# Group Homomorphism mapping to the symmetric group on X elements

If we have a group G acting on a Set X define the group homomorphism$$\varphi:G\to S_x$$ where$$\varphi(g)=\sigma_g ,\sigma_g(x)=g*x=x$$

I am trying to show that if this group homomorphism is surjective then $$*$$ is transitive. I'd like to see if I have my ideas/understanding clear and if there are points I am missing.

If the group homomorphism is surjective that means for some $$g\in G$$ we have $$\varphi(g)$$ that maps every to every permutation in $$S_x$$

Since $$g*x$$ is a permutation on $$X$$ then if we have an $$x\in X$$, $$\varphi(g)$$ will send it to itself or another element in X. Since $$\varphi$$ is surjective there is going to be a permutation that sends a fixed $$x$$ to every $$y\in X$$. Which makes $$*$$ transitive.

Also do we need the group homormorphism to be surjetive for transitivity? If $$S_x$$ has n elements then there are n! permutations. I believe you need less than that to have this property hold true (atleast for $$3\leqslant n$$.)

## 1 Answer

What you wrote is correct, though a bit unclear. You could make things more clear as follows:

Let $$x,y\in X$$. There is a permutation $$\sigma\in S_X$$ mapping $$x$$ to $$y$$ (one could take the permutation $$(x\,\,\,\, y)$$). Since $$\varphi$$ is surjective, there is $$g\in G$$ such that $$\varphi(g)=\sigma$$. Then we have $$g*x=\varphi(g)\cdot x=(x\,\,\,\,y)\cdot x=y$$ as desired.

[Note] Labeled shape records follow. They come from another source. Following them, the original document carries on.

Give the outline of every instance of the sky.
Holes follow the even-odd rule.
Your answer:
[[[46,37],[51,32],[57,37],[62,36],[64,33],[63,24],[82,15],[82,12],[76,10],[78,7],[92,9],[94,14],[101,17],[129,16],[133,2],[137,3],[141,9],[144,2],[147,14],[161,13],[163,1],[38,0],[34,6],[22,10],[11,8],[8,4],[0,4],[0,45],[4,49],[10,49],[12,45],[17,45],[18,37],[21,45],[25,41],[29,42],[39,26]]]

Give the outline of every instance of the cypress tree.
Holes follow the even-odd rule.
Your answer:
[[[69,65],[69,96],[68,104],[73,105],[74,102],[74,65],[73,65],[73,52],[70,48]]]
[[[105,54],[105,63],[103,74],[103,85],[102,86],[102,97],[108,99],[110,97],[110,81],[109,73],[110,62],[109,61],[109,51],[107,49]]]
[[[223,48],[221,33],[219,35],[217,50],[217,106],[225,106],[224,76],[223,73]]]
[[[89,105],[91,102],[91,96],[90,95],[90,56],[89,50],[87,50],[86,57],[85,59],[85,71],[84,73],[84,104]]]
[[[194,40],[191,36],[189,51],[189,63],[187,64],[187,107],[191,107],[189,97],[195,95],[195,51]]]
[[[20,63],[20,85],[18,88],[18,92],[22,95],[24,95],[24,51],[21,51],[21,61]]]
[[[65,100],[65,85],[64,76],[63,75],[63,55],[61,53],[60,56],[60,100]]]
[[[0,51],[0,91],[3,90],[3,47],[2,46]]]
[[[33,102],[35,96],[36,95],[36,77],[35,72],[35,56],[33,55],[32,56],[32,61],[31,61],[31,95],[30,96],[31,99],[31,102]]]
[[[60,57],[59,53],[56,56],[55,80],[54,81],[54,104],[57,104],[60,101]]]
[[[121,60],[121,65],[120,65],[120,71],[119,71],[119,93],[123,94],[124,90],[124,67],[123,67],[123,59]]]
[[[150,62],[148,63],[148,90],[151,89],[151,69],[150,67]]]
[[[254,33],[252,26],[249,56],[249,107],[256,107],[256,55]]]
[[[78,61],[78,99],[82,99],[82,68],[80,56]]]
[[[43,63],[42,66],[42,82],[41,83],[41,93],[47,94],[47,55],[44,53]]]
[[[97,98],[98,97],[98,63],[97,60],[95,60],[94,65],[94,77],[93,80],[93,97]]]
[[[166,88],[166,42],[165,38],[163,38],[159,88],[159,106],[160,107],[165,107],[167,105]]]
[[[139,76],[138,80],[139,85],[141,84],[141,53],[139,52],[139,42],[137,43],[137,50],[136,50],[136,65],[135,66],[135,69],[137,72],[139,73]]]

For the second question, indeed surjectivity is not needed. In fact, it is enough for the image of $$\varphi$$ to act transitively on $$X$$. For example, if $$X$$ has $$n$$ elements, then the cyclic subgroup of $$S_n$$ generated by the cyclic permutation $$(1\,2\,\dots\,n)$$ (or, in fact, by any $$n$$-cycle) acts transitively on $$X$$, and this subgroup has only $$n$$ elements. Another example is the subgroup $$A_n$$ of even permutations, which acts transitively on $$X$$.